Join the Crash, Embrace the Herd

By Elspeth Sweatman

A crowd. Photo courtesy Pxhere.
Like it or not, humans are herd animals. From the moment we are born, we crave interaction, communication, affection. To achieve these needs, we accept rules and traditions that help us to fit in, get along, and stay safe. Yet, we also know how dangerous going along with the group can be. Our news reels and Netflix queues are full of examples of innocent bystanders being duped, injured, or killed because they followed others. How can herd mentality be both the bedrock of our civilization and its undoing?

There are two types of herding: self-interested (when we copy the motivations and actions of others for our own gain) and collective (when we imitate others for the advantage of the entire group). When we go to a Giants baseball game at Oracle Park and follow the crowd to the entrance, that’s self-interested herding; we assume people know where they are going. When we stand on the right-hand side of escalators to let others pass on the left, that is collective herding; we know that it makes everyone’s public transport experience better.
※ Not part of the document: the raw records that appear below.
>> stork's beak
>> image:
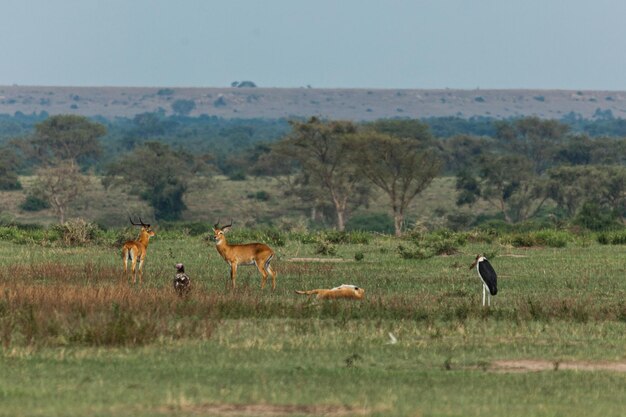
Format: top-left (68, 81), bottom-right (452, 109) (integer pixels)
top-left (469, 259), bottom-right (477, 270)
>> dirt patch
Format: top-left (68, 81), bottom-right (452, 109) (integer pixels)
top-left (158, 403), bottom-right (374, 416)
top-left (491, 360), bottom-right (626, 373)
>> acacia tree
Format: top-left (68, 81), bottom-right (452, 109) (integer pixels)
top-left (30, 114), bottom-right (105, 164)
top-left (103, 141), bottom-right (206, 220)
top-left (272, 117), bottom-right (369, 230)
top-left (0, 147), bottom-right (22, 190)
top-left (21, 115), bottom-right (106, 223)
top-left (350, 131), bottom-right (442, 236)
top-left (456, 154), bottom-right (548, 223)
top-left (546, 165), bottom-right (626, 222)
top-left (32, 161), bottom-right (89, 223)
top-left (494, 117), bottom-right (569, 173)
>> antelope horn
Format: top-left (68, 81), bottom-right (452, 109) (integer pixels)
top-left (129, 216), bottom-right (141, 226)
top-left (139, 217), bottom-right (150, 228)
top-left (214, 219), bottom-right (220, 230)
top-left (222, 219), bottom-right (233, 229)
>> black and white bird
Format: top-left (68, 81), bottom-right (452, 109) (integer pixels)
top-left (173, 263), bottom-right (191, 296)
top-left (469, 254), bottom-right (498, 307)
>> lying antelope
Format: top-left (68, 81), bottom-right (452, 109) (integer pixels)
top-left (122, 217), bottom-right (155, 284)
top-left (295, 284), bottom-right (365, 300)
top-left (211, 220), bottom-right (277, 290)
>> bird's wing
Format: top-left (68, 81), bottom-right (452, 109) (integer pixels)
top-left (478, 260), bottom-right (498, 295)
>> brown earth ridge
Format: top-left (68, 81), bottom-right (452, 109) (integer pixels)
top-left (1, 85), bottom-right (625, 120)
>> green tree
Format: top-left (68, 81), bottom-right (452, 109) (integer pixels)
top-left (15, 115), bottom-right (106, 223)
top-left (441, 134), bottom-right (490, 173)
top-left (272, 117), bottom-right (369, 230)
top-left (350, 131), bottom-right (442, 236)
top-left (494, 117), bottom-right (569, 173)
top-left (171, 99), bottom-right (196, 116)
top-left (367, 119), bottom-right (434, 144)
top-left (31, 161), bottom-right (89, 223)
top-left (457, 155), bottom-right (547, 223)
top-left (30, 114), bottom-right (105, 165)
top-left (103, 142), bottom-right (205, 220)
top-left (546, 165), bottom-right (626, 222)
top-left (0, 147), bottom-right (22, 190)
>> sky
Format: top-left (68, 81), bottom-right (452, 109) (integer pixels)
top-left (1, 0), bottom-right (625, 90)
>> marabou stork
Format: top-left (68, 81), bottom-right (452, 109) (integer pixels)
top-left (469, 254), bottom-right (498, 306)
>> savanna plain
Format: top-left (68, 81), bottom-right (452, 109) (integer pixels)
top-left (1, 227), bottom-right (626, 417)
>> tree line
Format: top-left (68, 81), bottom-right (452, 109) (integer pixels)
top-left (3, 113), bottom-right (626, 233)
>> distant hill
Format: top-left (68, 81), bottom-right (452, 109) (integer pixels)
top-left (1, 85), bottom-right (625, 120)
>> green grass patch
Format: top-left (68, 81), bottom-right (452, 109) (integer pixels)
top-left (1, 232), bottom-right (626, 416)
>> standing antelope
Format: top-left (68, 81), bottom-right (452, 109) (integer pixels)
top-left (122, 217), bottom-right (155, 284)
top-left (211, 220), bottom-right (277, 290)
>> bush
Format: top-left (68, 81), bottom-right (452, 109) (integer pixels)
top-left (574, 202), bottom-right (620, 231)
top-left (323, 230), bottom-right (371, 245)
top-left (505, 230), bottom-right (570, 248)
top-left (228, 170), bottom-right (247, 181)
top-left (0, 225), bottom-right (59, 245)
top-left (315, 237), bottom-right (337, 256)
top-left (397, 244), bottom-right (432, 260)
top-left (20, 195), bottom-right (51, 212)
top-left (597, 230), bottom-right (626, 245)
top-left (0, 174), bottom-right (22, 190)
top-left (399, 229), bottom-right (467, 259)
top-left (53, 219), bottom-right (101, 246)
top-left (228, 227), bottom-right (286, 247)
top-left (158, 221), bottom-right (210, 237)
top-left (346, 212), bottom-right (394, 234)
top-left (247, 190), bottom-right (270, 201)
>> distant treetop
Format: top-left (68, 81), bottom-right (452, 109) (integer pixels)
top-left (231, 81), bottom-right (257, 88)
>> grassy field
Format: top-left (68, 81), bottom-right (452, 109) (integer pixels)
top-left (1, 229), bottom-right (626, 416)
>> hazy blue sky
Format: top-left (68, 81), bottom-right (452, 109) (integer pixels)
top-left (1, 0), bottom-right (624, 90)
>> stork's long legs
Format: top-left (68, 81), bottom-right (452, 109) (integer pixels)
top-left (482, 284), bottom-right (492, 307)
top-left (482, 285), bottom-right (494, 307)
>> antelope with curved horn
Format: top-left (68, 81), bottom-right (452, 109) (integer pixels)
top-left (211, 220), bottom-right (277, 290)
top-left (122, 217), bottom-right (155, 284)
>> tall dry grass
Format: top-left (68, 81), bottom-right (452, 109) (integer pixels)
top-left (2, 258), bottom-right (626, 349)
Both types of herding are inherently human and can lead to positive and negative outcomes.
  • In 1930s Germany and Italy, influential and charismatic leaders created an us-versus-them mentality. The leaders’ rhetoric and citizens’ own psychology duped them into believing that intellectuals, Jews, and members of the LGBTQ+ community, among others, were the cause of the nation’s economic weakness. Afraid of the consequences of voicing an opposing view and being excluded, many people found themselves supporting a regime that persecuted these minority groups with discriminatory laws and institutions, violence, and mass extermination. 
  • Crowd psychology can create economic collapses (The Great Depression, the 2008 Recession). But companies like Apple rely on herding to drive interest in the latest iPhone. When everyone has an iPhone, we feel that we must have this product in order to fit in. 
  • Herding contributes to social contagions like mass hysterias, in which thoughts, emotions, and behaviors become infectious. In 2011–12, stress caused Katie Krautwurst, a teenager in Le Roy, New York, to develop Tourette’s-like symptoms; these uncontrollable twitches soon passed to her friend, then to her classmates, and then to members of her community. Eighteen people were affected, with doctors unable to find a cause.